The manufactured yarn is as shown in Fig. 3, and the slub portion has a length of about 6 to 10 cm, a fineness of about 190 denier, a spindle shape, and a soft texture similar to that of a slant.

Example 2 A slub yarn of the present invention was produced using the apparatus shown in FIG. 1 using a 100 denier 48 filament polyethylene terephthalate yarn as the multifilament yarn A and a 50 denier 24 filament polyethylene terephthalate yarn as the multifilament yarn B. .

In the apparatus shown in FIG. 1, the surface speeds of the friction roller 1, supply roller 2, and take-up roller 3 are set at 200 to 300 m/min, 100 m/min, and 100 m/min, respectively.
m/min, using compressed air as the pressure fluid of the fluid injection disturbance nozzle 4, and setting the pressure to 3 Kg/cm ² G,
The solenoid valve 5 was set to open for 0.03 to 0.05 seconds and close for 1 to 2 seconds.

The manufactured yarn is as shown in Fig. 3, and the slab part is a spindle-shaped, soft, bulky yarn with a length of about 6 to 10 cm and a fineness of about 240 to 330 deniers. It is considerably thicker and has a wide variety of slub fineness compared to slub yarns, and woven fabrics using this yarn have a high-class feel.

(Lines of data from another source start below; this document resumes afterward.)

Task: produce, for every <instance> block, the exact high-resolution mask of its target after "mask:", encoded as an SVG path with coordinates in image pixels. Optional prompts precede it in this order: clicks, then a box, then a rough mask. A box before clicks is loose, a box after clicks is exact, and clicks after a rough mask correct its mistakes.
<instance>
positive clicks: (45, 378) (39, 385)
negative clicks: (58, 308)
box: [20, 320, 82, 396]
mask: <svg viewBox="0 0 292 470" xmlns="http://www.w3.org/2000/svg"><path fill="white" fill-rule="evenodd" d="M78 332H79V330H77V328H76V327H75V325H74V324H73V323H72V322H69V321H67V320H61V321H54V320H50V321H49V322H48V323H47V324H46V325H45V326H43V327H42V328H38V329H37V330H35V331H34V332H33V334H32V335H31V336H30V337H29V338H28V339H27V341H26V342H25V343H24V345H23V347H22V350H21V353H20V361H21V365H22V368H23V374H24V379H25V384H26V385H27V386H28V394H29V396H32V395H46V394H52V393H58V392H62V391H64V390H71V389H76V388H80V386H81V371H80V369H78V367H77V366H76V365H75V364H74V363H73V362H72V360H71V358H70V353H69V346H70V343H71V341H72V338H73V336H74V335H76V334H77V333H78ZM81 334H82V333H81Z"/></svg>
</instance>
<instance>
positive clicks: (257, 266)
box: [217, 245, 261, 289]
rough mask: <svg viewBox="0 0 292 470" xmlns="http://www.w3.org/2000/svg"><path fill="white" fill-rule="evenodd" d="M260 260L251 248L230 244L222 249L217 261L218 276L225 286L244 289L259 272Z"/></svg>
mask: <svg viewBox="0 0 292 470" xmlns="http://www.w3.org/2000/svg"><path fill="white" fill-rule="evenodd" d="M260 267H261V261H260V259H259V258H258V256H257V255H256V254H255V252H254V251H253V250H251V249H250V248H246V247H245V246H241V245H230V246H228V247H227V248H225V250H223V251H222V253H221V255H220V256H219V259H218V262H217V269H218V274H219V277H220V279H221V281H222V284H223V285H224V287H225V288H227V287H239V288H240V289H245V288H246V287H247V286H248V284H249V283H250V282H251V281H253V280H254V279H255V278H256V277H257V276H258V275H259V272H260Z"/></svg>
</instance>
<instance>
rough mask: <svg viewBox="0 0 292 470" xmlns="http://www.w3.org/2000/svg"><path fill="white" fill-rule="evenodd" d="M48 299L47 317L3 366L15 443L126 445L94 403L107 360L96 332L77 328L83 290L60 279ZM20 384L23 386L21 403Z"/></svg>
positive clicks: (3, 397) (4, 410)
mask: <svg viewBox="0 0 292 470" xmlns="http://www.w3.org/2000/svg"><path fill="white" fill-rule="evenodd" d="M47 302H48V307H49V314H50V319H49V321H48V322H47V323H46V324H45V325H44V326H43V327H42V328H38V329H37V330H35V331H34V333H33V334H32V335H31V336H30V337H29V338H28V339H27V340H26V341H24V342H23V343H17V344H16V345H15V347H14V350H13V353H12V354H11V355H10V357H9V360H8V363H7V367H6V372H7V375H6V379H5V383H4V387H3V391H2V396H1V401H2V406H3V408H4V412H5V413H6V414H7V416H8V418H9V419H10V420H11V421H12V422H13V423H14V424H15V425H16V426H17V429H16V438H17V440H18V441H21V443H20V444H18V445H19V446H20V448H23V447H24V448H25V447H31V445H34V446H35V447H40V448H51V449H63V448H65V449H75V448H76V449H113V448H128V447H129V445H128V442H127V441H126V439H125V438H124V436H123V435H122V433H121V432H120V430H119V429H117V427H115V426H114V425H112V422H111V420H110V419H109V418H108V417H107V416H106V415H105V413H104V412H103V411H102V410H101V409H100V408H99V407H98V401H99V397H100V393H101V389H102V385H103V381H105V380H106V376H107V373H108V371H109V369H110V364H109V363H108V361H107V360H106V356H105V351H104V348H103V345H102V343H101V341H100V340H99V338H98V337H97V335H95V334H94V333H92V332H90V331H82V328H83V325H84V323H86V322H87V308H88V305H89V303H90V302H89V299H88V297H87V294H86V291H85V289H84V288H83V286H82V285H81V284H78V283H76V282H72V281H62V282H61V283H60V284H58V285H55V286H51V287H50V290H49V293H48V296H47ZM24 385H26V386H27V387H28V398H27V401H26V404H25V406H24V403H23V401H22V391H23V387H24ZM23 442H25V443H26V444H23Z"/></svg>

[Brief explanation of drawings]

FIG. 1 is a diagram conceptually showing the manufacturing method of the present invention. FIG. 2 shows the main part of FIG. 1, where a thread is threaded around a conical friction roller and made to run. FIG. 3 shows an example of a slub yarn produced according to the present invention. 1: Friction roller, 2: Supply roller,
3: Take-up roller, 4: Fluid injection disturbance nozzle, 5:
Solenoid valve, 6: guide, 7: conical friction roller, 11: slab section, 12: ground thread section.

Claims (1)

[Scope of Claims] 1. When producing slub yarn by fluidly agitating at least two multifilament yarns A and B, multifilament yarn A is wound around a friction roller for regulating the upper limit of yarn supply speed and brought into contact with the yarn. Then, the multifilament yarn B supplied from the supply roller is guided to the nozzle, and by changing the amount of pressure fluid supplied to the nozzle, the yarn of the nozzle is A method for producing slub yarn, which comprises changing the yarn take-up force, increasing or decreasing the amount of multifilament yarn A supplied to the nozzle, and then taking it off. 2. The method for producing a slub yarn according to claim 1, characterized in that the pressurized fluid injected from the fluid injection disturbance nozzle is controlled intermittently by opening and closing a solenoid valve intermittently. Method.